Meet the Vivaldi Girls, Blessing and Cecilia


“We may have different religions, different languages, different colored skin, but we all belong to one human race” Kofi Annan.

Today you are receiving this late because I have been battling with a storm within; to write or not to write, to share or not. But I have decided to share, no matter how short. Yes we believe to one human race and apart from sports which makes us forget our different cleavages – ethnic, religious, creed, race, tongue, music does.  Not just any kind of music though, but amazing classical music.

Recently I shared with you my new found love of Antonio Vivaldi’s works. The most recent is the aria Agitata in La Grasielda, dramma per musica in three acts that was composed by Antonio Vivaldi. According to Wikipedia, “The opera uses a revised version of the 1701 Italian libretto by Apostolo Zeno that was based on Giovanni Boccaccio's The Decameron (X, 10, "The Patient Griselda").The celebrated Venetian playwright Carlo Goldoni was hired to adapt the libretto for Vivaldi. The opera was first performed in Venice at the Teatro San Samuele on 18 May 1735.”.
The First Act
Years before the action begins, Gualtiero, King of Thessaly, had married a poor shepherdess, Griselda. The marriage was deeply unpopular with the king's subjects and when a daughter, Costanza, was born, the king had to pretend to have her killed while secretly sending her to be brought up by Prince Corrado of Athens. Now, after the recent birth of a son has led to another rebellion from the Thessalians against Griselda as a queen, Gualtiero is forced to dismiss her and promises to take a new wife. The proposed bride is in fact Costanza, who is unaware of her true parentage and unknown to Griselda. She is in love with Corrado's younger brother, Roberto, and the thought of being forced to marry Gualtiero drives her to despair.

The Second Act
Griselda returns to her home in the countryside where she is pursued by the villainous courtier Ottone, who is completely besotted with her and has surreptitiously fomented the popular uprisings in order to derail her marriage. She angrily rejects his advances. Gualtiero and his followers go out hunting and come across Griselda's cottage. Gualtiero foils an attempt by Ottone to kidnap Griselda and allows her back to the court, but only as Costanza's slave.

The Third Act
Ottone still resolutely pursues Griselda and Gualtiero promises him her hand as soon as he himself has married Costanza. Griselda absolutely refuses and declares she would rather die. At this point, Gualtiero embraces her, having demonstrated her virtue to the rebellious people, and takes her back as his wife. Gualtiero and Corrado reveal the true identity of Costanza, Ottone is pardoned and the girl is allowed to marry Roberto.
Image result for Vivaldi Agitata 
The performance of Agitata da due venti by multiple Grammy award winner and Italian coloratura mezzo-soprano opera singer and recitalist Cecilia Bartoli is simply phenomenal! She makes classical singing looks easy and her expression is simply divine.
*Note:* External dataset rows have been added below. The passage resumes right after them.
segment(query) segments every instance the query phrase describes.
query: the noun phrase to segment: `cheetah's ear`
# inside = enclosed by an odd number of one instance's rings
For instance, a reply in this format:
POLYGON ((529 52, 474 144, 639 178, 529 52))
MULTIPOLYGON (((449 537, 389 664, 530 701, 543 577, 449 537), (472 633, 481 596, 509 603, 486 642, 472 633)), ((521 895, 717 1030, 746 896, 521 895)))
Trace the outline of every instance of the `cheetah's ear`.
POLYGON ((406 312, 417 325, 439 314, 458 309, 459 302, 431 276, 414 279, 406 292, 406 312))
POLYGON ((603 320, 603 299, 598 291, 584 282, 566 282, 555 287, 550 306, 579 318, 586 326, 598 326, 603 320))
One person that reminds me of her is the Nigerian Blessing Agu. Blessing’s soprano texture is simply unique and her ability to switch effortlessly between pitches, layering her way up is just cool. She makes singing so easy.

You can click on this link and listen to Blessing Agu in one of her entry at the Splash Heroes Semi Finals contest. Do not forget to like the video once you are done viewing.

Now as I write, I feel some clarity in my mind, the challenge before me no doubt daunting, but I am certain I will not be consumed.

For the love of a friend, classical music and sanity!